There is enough evidence to suggest that, historically, the elephant had a very wide distribution in India. During the Indus Valley civilization (3rd to 2nd millennium B.C.) when, as available evidence suggests, the western part of the sub-continent had not yet been desertified, elephants were probably ubiquitous all over the land, barring the higher reaches of the Himalayan and the coastal salt-water mangrove swamps. Even in the Himalayas, evidence of casual visits by elephants has been noticed at a height of 10,500 feet (3200 meters) in recent times. Today, the Asian elephant is considered an endangered species.

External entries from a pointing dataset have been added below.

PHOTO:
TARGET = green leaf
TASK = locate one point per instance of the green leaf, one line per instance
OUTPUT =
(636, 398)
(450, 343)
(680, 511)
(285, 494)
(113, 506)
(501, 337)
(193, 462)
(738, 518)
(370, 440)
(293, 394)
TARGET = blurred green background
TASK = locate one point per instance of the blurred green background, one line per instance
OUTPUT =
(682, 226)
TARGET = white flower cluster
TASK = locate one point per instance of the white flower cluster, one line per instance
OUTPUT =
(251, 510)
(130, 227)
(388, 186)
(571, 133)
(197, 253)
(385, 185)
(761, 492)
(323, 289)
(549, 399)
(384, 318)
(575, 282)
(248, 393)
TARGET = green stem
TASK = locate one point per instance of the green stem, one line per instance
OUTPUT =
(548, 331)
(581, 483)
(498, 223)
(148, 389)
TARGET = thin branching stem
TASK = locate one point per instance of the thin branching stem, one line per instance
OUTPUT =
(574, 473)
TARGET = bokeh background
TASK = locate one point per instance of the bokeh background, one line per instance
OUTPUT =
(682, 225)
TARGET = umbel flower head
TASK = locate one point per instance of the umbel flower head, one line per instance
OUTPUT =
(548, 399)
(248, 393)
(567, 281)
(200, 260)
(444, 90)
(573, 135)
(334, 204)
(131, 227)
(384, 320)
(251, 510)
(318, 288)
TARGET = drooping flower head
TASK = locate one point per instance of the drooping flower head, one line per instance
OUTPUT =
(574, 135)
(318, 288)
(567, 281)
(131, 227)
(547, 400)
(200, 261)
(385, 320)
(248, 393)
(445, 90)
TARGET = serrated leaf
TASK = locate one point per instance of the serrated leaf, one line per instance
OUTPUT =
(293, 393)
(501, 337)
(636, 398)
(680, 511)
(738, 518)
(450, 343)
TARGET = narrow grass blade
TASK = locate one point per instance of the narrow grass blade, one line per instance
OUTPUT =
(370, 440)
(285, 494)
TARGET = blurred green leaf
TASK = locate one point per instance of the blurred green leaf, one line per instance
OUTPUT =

The distribution of wild elephants in India is limited to four widely separate geographical zones. In South India they are found in Kerala, Karnataka and Tamil Nadu; very recently a small group has found its way into Andhra Pradesh, much to the amazement and understandable consternation of the local people who had never seen a wild elephant before. In Central India they are found in Orissa, Bihar and the adjoining southern part of West Bengal. In North India they live in the sub-Himalayan tracts of Uttaranchal and Uttar Pradesh. In the Nnortheast they are found in Arunachal Pradesh, Assam, Meghalaya, Mizoram, Nagaland, Tripura and the northern part of West Bengal; a few come into Manipur from Burma seasonally.